日本のスポーツカーの夜明け
自動車大国ニッポン。
日本の歴史に輝くスポーツカーといえば、初代フェアレディZかトヨタ2000GTということになろう。
トヨタ2000GT
フェアレディZ(初代)
日本の自動車を世界に広めるために産まれた
ともに、1960年代の終わりに登場しているが、これは当時の日本の自動車を世界に展開するにあたり、イメージリーダーとして重要なものであった。
トヨタ2000GTは、1967年デビューで、その2年後の1969年にダットサン・フェアレディZはデビューしている。
ともに、2000CCの直列6気筒エンジンを搭載したFR車ということで、ボディーサイズも同等である。
だが、中身はというと、月とスッポンぐらい違うものであった。
Zはライバルのポルシェやジャガーより安く、速くてかっこいいを具現化し、アメリカ市場でライバルを蹴散らし、ダットサンブランドを一流にした。
Zの成功は、MGを代表格とする英国のスポーツカーを大西洋に追いやったといわれるほどである。
トヨタはというと、ライバルよりもよりよい性能を求めるがあまり、スポーツカーというよりも、もはや2000GTはスーパーカーのレベルであり、日本の工業技術の粋を集めたものであった。
だから、2000GTは、ボンドカーにも採用されたのだろう。
ただ残念なことに、ジェームスボンド役のショーンコネリーが、余りの狭さに乗り込むことがむつかしく、急遽オープンモデルにしたという逸話もあるぐらい本格的(レースカー同等)過ぎたらしい。
しかしながら、アメリカのレースでは、シボレーの6LはあろうかというV8エンジンにはなかなか勝てない、というジレンマもあったようだ。
一方Zのほうは、アメリカ人の大きな体形を徹底的に考慮した。

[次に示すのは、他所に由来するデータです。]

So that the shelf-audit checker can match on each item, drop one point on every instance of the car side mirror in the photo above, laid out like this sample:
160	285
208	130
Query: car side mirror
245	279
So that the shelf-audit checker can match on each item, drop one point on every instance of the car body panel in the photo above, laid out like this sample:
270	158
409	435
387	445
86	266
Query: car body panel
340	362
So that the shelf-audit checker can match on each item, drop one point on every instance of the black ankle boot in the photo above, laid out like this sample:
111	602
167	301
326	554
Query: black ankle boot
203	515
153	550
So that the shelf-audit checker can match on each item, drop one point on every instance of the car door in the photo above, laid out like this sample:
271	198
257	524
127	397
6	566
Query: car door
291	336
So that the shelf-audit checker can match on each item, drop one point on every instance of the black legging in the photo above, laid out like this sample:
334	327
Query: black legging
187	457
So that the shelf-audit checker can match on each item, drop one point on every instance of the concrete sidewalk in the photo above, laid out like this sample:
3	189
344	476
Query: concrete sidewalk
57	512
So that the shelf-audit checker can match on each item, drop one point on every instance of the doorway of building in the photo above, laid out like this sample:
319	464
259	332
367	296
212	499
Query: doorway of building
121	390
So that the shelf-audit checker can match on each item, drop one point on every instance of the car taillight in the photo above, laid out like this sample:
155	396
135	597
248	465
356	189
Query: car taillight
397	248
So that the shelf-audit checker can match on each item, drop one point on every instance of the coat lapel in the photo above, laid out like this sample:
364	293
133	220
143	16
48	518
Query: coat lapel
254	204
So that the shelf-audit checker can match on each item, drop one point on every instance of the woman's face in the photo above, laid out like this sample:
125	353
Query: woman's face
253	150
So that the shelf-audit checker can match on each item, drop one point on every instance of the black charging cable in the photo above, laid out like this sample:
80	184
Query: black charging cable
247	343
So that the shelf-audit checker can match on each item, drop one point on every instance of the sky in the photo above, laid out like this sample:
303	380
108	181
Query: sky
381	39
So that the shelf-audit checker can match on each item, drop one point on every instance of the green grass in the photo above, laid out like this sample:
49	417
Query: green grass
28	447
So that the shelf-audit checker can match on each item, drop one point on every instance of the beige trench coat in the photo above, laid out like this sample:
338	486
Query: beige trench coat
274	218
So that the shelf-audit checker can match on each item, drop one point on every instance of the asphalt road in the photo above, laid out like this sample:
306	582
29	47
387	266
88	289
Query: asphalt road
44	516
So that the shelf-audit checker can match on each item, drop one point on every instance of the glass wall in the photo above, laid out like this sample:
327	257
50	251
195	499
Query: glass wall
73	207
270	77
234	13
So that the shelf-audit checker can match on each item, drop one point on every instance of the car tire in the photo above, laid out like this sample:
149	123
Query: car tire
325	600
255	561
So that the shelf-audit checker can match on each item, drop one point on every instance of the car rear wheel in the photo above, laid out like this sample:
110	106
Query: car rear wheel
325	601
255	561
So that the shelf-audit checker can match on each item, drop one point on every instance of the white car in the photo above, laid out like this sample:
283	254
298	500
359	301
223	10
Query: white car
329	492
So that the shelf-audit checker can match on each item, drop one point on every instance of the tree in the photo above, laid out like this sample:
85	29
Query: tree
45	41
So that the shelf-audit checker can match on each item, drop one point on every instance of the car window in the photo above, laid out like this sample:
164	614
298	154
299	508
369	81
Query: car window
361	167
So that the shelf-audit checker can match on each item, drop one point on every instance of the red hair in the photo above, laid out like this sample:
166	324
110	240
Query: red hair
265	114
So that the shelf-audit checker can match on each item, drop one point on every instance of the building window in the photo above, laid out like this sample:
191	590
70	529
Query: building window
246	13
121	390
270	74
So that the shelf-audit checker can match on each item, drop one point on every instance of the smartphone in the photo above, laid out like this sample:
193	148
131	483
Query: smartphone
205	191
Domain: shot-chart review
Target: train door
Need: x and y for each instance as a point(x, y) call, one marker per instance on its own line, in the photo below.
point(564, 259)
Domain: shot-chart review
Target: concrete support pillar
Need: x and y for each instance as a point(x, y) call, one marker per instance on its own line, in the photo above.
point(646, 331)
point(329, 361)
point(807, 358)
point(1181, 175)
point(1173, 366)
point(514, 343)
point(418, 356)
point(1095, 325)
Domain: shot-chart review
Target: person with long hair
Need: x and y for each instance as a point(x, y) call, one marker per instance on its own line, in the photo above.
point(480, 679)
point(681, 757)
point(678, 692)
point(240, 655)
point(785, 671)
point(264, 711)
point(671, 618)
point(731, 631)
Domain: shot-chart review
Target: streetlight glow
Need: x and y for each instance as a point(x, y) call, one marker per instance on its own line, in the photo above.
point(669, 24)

それは、米国日産の社長だった片山豊(のちにZの父と言われる)のおかげである。
それに関する逸話として、当時米国で細々と販売していたブルーバード(ダットサン410)の運転席に座った米国男性が、フロントシートの狭さから「リアの窓から顔を出す」写真を、片山氏が本社のキーマンたちに示したのだという。
<ダットサン410>
ちなみに、この410の次の510は、ソニックデザインもかっこよかったが、室内の広さをアメリカ人向けにしたことで、世界的にも売れまくった日本車である。(今のカムリ・アコード・レガシィのようなイメージ)
<ダットサン510>
資金力で世界のダットサンへ
令和の時代からは信じられないが、もともと芙蓉グループの主要企業である日産自動車と三河のローカル企業であったトヨタ自動車との間には、資金調達能力に大きな差があった。
三河の田舎企業であるトヨタは、重工が身内にある三菱銀行には、まったく相手にされない。
そして、今のみずほ銀行の母体である、興銀や富士銀行は、当然身内の日産を優遇し、ライバルには貸し渋りである。
カネはないが、知恵を出し合ったトヨタと、潤沢に資金調達して海外に投資を行うことができた日産の力の差が、まさにフェアレディZとトヨタ2000GTに表現されているのである。
アメリカで売れる車を作る!のZと、自動車の玄人に「日本の自動車技術おそるべし」と一矢を射ることに専念したトヨタ2000GTの差である。
トヨタは自力で!
日本の購買力が上がって、やがて1960年代後半に日本にもマイカー時代が到来して、1970年代なかばにトヨタカローラが国内販売No.1を常連とする頃まで、トヨタはアメリカ市場でダットサンの活躍を恨めしそうに見ていた。
カローラのヒットにより、一気に『トヨタ銀行』と揶揄されるほどのファイナンスをもつに至った、1970年代に一気呵成にアメリカ市場を攻めこんだ。
この時、トヨタが作ったスポーツカーはセリカであった。
そして、その上級版であるスープラ(邦名セリカXX)で、Zを追い詰めるのである。
日産は、当時の石原社長の馬鹿な決断で、北米でダットサンのもつブランドイメージを無視し、NISSANブランドに統一してしまった。
NISSAN-Zになる頃には、イメージ低下で北米販売台数が伸び悩み、破竹の勢いで急成長を遂げるライバルのトヨタ・ホンダが横に並ぶほどになってしまった。
結果的に、ブランド名称の世界統一が、『敵に塩をおくる』ことになったのだから、悲しいものである。
近年ゴーン体制末期になって、ダットサンブランドを復活させたりと、まさに「迷走」し続けている。
新しいフェアレディZの行方は?
先日、フェアレディZが、数年内に新型に変わることが、発表された。
初代のS30を意識したデザインに変わるんだという。
温故知新と言えば聞こえがいいが、うまくいかないから戻してみようか?という発想ではそう上手くいくこともあるまい、と思うのである。
最新のスープラに勝てるか? Zはどうなるか?
次期Zが、日産の最後のスポーツカーにならないといいのだが。